Riak Search as a Means of Querying

Introduction

Up tonight, I’ll explore enhancing the querying in my app with the use of Riak Search. Basho has recently added a list-keys warning to the Ruby driver and all of my current MapReduce code is triggering it. Riak Search should help there by enabling me to reduce the set of keys in the events bucket to the ones closer to what I’m looking. Since that won’t traverse the entire bucket, I’ll avoid triggering the warning.

Background

To give you some background, buckets in Riak are just namespaces for keys and their values plus some metadata about each key/value pair. As such, writing a MapReduce query that selects only the bucket, and not some range of keys within that bucket, will cause Riak to traverse all of the keys on all of the nodes in the system. Needless to say that operation will get extremely slow as the number of keys grows. There is a bit more explanation on the recently added wiki page for the Riak Ruby client.

What not to do

As a quick example of what not to do for a production app, but something that you should play with in development, here’s a sample MapReduce query that tries to pull out events for a certain month:

1
2
3
4
5
6
7
8
# month is number from 1-12, validated elsewhere
# self.client is an instance of Riak::Client which hooks you up to the database
# parameter to add is the bucket name
def events_for(month)
  job = Riak::MapReduce.new(self.client).add("events")
  job.map("function(value, keydata, arg){ var item = Riak.mapValuesJson(value)[0]; var mo = item.event_date.split('-')[1]; if(month == #{month}){ return [data];}}", :keep => true)
  job.run
end

The Riak::MapReduce object is initialized with a client object that represents the database connection, whether it’s a cluster or a single node. Its add method takes a few parameters, but initially all I comprehended it needed was a bucket name. The other two parameters concern themselves with keys and key filters, the latter being out of scope for this blog post.

The map function takes a string of Javascript which is run on each node that has the data. This keeps the querying of the data very close to where data lives, making it very easy to not worry about node availability. There are built-in Javascript functions (and I’m using one there), as well as a set of community-contributed functions that one can use.

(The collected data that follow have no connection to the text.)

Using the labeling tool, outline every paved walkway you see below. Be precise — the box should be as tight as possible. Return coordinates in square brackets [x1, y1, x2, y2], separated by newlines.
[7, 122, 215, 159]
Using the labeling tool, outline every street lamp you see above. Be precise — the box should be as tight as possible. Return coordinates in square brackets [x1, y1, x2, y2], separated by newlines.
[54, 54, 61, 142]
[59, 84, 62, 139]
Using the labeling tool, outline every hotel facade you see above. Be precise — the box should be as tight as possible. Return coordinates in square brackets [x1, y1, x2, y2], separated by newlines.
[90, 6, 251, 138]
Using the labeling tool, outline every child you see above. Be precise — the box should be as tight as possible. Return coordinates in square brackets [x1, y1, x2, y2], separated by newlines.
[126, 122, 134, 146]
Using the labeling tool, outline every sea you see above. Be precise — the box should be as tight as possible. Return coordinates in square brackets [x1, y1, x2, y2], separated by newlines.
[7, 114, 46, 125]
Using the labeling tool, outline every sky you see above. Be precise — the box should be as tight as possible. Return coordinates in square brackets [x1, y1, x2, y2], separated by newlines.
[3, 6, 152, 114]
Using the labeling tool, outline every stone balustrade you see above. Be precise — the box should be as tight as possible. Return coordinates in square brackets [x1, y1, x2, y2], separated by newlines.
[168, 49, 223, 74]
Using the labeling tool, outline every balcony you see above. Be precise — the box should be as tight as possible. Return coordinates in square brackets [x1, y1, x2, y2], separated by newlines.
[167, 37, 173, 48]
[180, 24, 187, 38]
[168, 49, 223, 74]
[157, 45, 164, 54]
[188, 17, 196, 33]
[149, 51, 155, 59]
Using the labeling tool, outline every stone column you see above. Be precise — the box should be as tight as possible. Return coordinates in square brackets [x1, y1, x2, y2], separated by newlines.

It’s in the Javascript function that I do the filtering by month. In another post, I’ll explore pushing functions down to each node as opposed to mixing a lot of Javascript into my Ruby code. While this looked like a straightforward way to introduce dynamic querying to a key/value store (and I felt smug about it), it has the wonderful property of traversing every single key looking for those namespaced to the events bucket and then shoving those one-by-one into my Javascript function. The function manages to find the documents whose date attribute has the month I want and returns a collection of those as items in a hash to Ruby. It’s, now, quite clearly the wrong way to go about querying in Riak. Let’s see if I can make it better.

Riak Search

Out of the two enhancements to the querying capabilities added by Basho to Riak, Riak Search is the older one. I am starting to appreciate having a full-text search engine tightly integrated into a database the way Riak, as well as PostgreSQL, has done. Having started my Rails career with MySQL-backed apps and futzing around with various search solutions, this is another thing I appreciate not having to worry about.

Enabling Riak Search

First thing I need to do is enable the full-text search on each node in the cluster. This is something that is easily automated, so it’s going on the growing list of things to automate. Right now, I’ll do it manually.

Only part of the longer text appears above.